Algunos recibirán mayor condenación, en especial aquellos que oyeron el mensaje de salvación y se negaron a escuchar el evangelio de la verdad. El estándar de justicia del Dios de la Biblia es demasiado elevado para que algún ser humano pueda alcanzarlo por mérito propio. Ni siquiera los más religiosos o celosos de Dios pueden acercarse a ese estándar, ya que al desconocer la justicia propuesta por Dios se continúa siendo partícipe de la ira divina. Jesucristo ha venido a ser esa justicia de Dios, nuestra Pascua. El ignorar y despreciar esa justicia implica condenación eterna, y no hay tal cosa como un Dios arrepentido del castigo propuesto desde la eternidad, ya que Dios no cambia ni tiene sombra de variación.

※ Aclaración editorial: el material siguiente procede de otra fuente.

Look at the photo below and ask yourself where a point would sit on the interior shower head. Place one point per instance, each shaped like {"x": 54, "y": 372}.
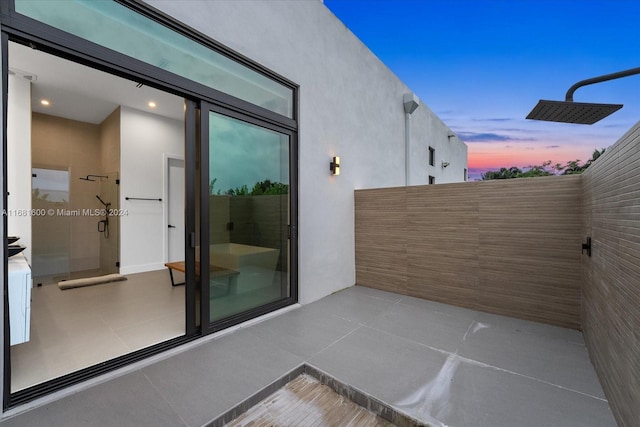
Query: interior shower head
{"x": 571, "y": 112}
{"x": 89, "y": 177}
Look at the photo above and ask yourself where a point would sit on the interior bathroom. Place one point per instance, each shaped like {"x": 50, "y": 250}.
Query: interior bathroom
{"x": 75, "y": 181}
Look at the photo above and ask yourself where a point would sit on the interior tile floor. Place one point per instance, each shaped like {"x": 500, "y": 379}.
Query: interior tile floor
{"x": 444, "y": 365}
{"x": 75, "y": 328}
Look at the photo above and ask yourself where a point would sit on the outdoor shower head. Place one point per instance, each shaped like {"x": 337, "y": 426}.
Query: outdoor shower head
{"x": 584, "y": 113}
{"x": 571, "y": 112}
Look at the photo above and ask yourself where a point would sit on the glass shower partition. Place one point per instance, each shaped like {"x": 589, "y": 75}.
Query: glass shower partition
{"x": 51, "y": 224}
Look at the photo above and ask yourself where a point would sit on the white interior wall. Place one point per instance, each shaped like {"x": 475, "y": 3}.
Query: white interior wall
{"x": 19, "y": 161}
{"x": 351, "y": 105}
{"x": 146, "y": 140}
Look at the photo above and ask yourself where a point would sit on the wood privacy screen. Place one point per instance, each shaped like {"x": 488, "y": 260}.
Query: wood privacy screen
{"x": 510, "y": 247}
{"x": 611, "y": 285}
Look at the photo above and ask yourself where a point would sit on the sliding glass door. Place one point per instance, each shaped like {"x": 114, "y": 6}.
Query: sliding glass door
{"x": 246, "y": 213}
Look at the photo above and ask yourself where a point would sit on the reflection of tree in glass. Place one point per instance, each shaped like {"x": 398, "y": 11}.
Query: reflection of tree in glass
{"x": 261, "y": 188}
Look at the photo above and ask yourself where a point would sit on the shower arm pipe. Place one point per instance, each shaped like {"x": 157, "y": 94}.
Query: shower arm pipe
{"x": 599, "y": 79}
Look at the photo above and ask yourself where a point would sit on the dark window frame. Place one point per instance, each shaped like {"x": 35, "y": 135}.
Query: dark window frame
{"x": 30, "y": 32}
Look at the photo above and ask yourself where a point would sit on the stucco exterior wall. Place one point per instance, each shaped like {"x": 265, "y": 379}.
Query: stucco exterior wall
{"x": 351, "y": 105}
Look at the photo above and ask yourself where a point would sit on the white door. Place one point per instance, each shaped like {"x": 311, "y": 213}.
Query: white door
{"x": 175, "y": 210}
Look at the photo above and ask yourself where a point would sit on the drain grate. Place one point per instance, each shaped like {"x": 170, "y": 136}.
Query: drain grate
{"x": 306, "y": 402}
{"x": 307, "y": 396}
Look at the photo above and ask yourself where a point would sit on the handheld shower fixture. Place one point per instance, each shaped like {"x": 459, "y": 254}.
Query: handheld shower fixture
{"x": 90, "y": 177}
{"x": 103, "y": 225}
{"x": 106, "y": 205}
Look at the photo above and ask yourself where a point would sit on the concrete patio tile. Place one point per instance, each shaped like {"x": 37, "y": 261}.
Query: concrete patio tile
{"x": 125, "y": 401}
{"x": 438, "y": 307}
{"x": 380, "y": 364}
{"x": 351, "y": 304}
{"x": 423, "y": 325}
{"x": 470, "y": 395}
{"x": 553, "y": 360}
{"x": 303, "y": 332}
{"x": 206, "y": 381}
{"x": 372, "y": 292}
{"x": 527, "y": 326}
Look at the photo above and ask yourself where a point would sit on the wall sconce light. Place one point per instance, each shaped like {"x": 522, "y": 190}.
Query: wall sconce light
{"x": 334, "y": 166}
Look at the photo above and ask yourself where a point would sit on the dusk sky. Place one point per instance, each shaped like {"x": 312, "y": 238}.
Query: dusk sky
{"x": 482, "y": 65}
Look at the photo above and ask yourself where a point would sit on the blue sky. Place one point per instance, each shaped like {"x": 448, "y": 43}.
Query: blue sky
{"x": 482, "y": 65}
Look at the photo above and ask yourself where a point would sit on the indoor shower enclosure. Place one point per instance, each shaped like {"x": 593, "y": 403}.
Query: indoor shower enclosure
{"x": 75, "y": 233}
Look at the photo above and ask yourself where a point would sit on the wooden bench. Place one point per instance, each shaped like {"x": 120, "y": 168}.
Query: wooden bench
{"x": 214, "y": 272}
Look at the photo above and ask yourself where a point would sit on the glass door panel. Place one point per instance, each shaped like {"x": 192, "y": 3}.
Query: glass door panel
{"x": 248, "y": 198}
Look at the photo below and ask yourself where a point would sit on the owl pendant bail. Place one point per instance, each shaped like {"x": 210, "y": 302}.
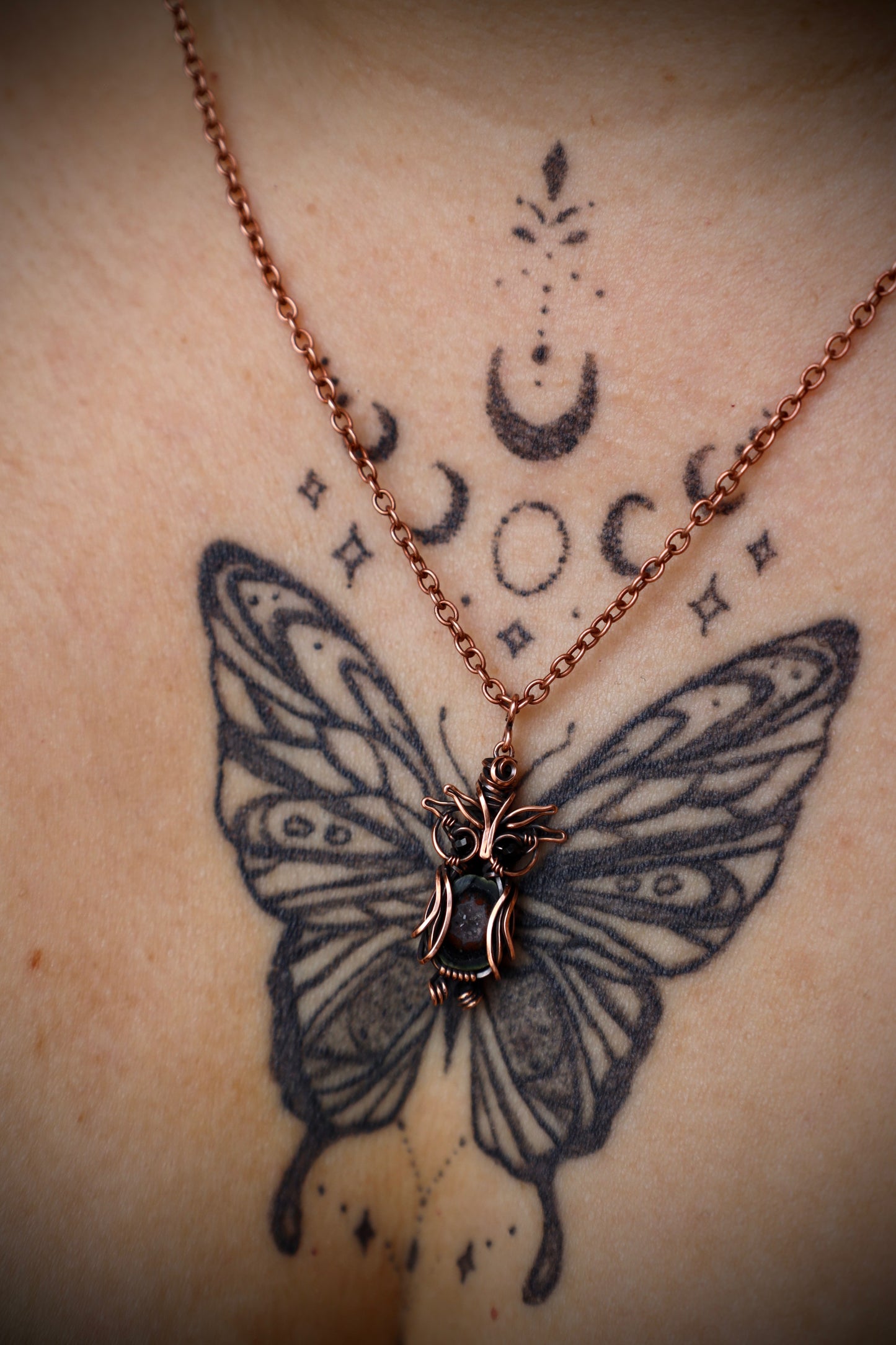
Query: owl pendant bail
{"x": 487, "y": 846}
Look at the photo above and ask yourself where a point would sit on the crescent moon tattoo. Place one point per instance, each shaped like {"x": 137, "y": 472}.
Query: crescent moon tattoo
{"x": 554, "y": 439}
{"x": 692, "y": 481}
{"x": 611, "y": 533}
{"x": 384, "y": 445}
{"x": 456, "y": 514}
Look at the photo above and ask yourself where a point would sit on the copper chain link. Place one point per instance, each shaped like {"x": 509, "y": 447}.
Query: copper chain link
{"x": 383, "y": 502}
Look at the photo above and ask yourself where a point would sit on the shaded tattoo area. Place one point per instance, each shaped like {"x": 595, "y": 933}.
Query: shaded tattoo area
{"x": 455, "y": 517}
{"x": 552, "y": 439}
{"x": 677, "y": 828}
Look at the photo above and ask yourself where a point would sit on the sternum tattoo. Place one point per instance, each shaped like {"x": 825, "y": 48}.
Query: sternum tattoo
{"x": 469, "y": 922}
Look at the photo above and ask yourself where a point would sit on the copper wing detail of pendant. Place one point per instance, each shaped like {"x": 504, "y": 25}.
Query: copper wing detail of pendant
{"x": 487, "y": 846}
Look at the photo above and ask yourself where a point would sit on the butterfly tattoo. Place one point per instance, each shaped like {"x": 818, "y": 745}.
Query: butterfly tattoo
{"x": 677, "y": 826}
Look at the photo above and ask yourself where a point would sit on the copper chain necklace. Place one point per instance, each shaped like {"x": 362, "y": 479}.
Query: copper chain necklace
{"x": 484, "y": 844}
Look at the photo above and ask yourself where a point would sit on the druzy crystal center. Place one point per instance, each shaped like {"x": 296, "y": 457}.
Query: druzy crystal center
{"x": 474, "y": 896}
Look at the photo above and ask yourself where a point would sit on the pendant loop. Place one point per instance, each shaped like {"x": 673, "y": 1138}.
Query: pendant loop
{"x": 505, "y": 746}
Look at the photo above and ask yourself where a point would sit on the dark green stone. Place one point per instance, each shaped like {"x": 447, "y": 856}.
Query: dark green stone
{"x": 474, "y": 899}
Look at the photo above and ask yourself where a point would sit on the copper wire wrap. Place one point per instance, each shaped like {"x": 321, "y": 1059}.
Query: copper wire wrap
{"x": 446, "y": 614}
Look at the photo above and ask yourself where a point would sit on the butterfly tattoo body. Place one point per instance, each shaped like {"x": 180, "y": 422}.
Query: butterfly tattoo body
{"x": 676, "y": 826}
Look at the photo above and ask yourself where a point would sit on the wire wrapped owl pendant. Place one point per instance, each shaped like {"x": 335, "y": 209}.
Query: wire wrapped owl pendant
{"x": 487, "y": 846}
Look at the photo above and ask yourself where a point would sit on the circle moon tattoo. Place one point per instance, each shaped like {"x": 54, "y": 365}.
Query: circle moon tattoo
{"x": 611, "y": 533}
{"x": 384, "y": 445}
{"x": 500, "y": 573}
{"x": 456, "y": 514}
{"x": 552, "y": 439}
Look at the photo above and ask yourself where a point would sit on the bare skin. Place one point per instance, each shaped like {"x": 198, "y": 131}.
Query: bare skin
{"x": 740, "y": 164}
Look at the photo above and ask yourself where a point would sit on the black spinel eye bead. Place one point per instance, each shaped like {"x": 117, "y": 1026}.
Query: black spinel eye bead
{"x": 464, "y": 845}
{"x": 507, "y": 849}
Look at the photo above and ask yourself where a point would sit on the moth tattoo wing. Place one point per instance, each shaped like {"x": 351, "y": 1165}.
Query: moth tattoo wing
{"x": 676, "y": 829}
{"x": 319, "y": 787}
{"x": 677, "y": 826}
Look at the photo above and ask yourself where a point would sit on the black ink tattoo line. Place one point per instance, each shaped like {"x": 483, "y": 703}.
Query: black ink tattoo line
{"x": 762, "y": 552}
{"x": 611, "y": 533}
{"x": 709, "y": 605}
{"x": 455, "y": 517}
{"x": 542, "y": 443}
{"x": 556, "y": 565}
{"x": 679, "y": 823}
{"x": 692, "y": 481}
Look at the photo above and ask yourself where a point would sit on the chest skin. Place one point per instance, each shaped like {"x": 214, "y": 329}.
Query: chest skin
{"x": 152, "y": 405}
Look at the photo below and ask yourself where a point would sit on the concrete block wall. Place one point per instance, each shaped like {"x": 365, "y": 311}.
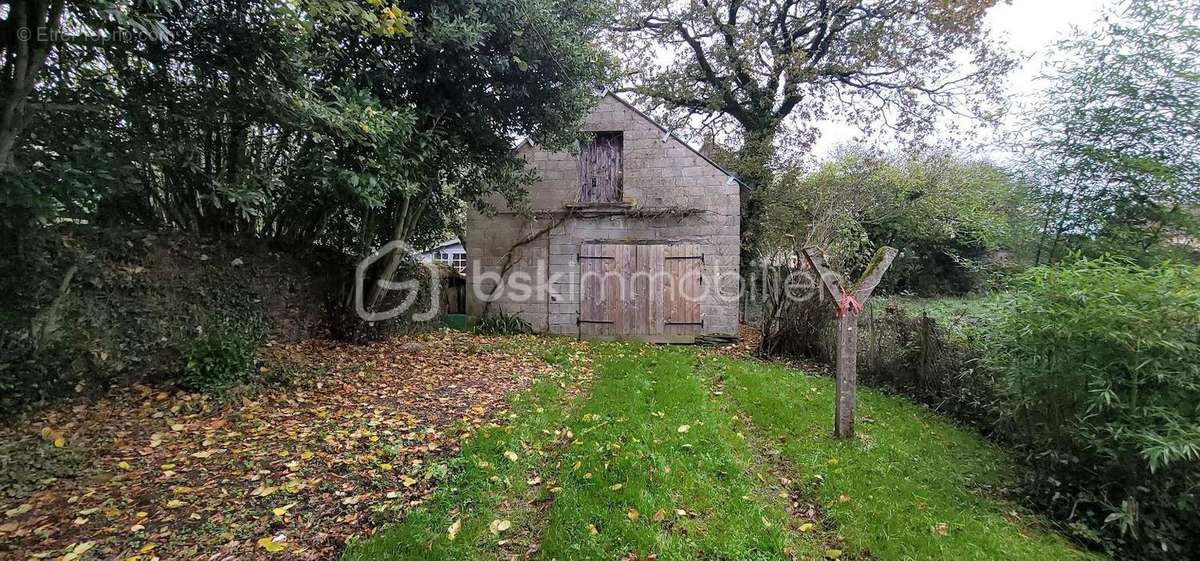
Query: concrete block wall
{"x": 657, "y": 174}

Los que hemos sido redimidos también fuimos sometidos a la ira de Dios, lo mismo que el resto de la humanidad. En otro tiempo todos nosotros vivimos entre ellos en las pasiones de nuestra carne, haciendo la voluntad de la carne y de la mente; y por naturaleza éramos hijos de ira, como los demás (Efesios 2:3). Hay un fuego consumidor que no se extingue, preparado para el diablo y sus ángeles, al que son echados por igual todos aquellos que conjuntan pecado y no han sido lavados del mismo. Los pecadores en Sion tienen temor; el estremecimiento se ha apoderado de los impíos. ¿Quién de nosotros podrá habitar con el fuego consumidor? (Isaías 33:14).

El fuego del infierno es eterno, horrible, es también un horno (Mateo 13:42). Ha sido denominado como las tinieblas de afuera, el lugar del lloro y el crujir de dientes (Mateo 22:13), adonde irán los hipócritas, los homicidas, los hechiceros, los sodomitas, los fornicarios, los adúlteros, los que roban y hurtan, y un gran etcétera de personas que viven y practican la mentira. Dios tiene poder de quitar la vida y después puede también echar en el infierno a la persona, por ello ésta es una razón para temerle y para no hacer mal. Y poco vale que la persona haya sido engañada por predicadores de la religión espúrea, ya que Jesús dijo que los escribas y fariseos iban por el mundo en busca de un prosélito y lo hacían doblemente merecedor del infierno.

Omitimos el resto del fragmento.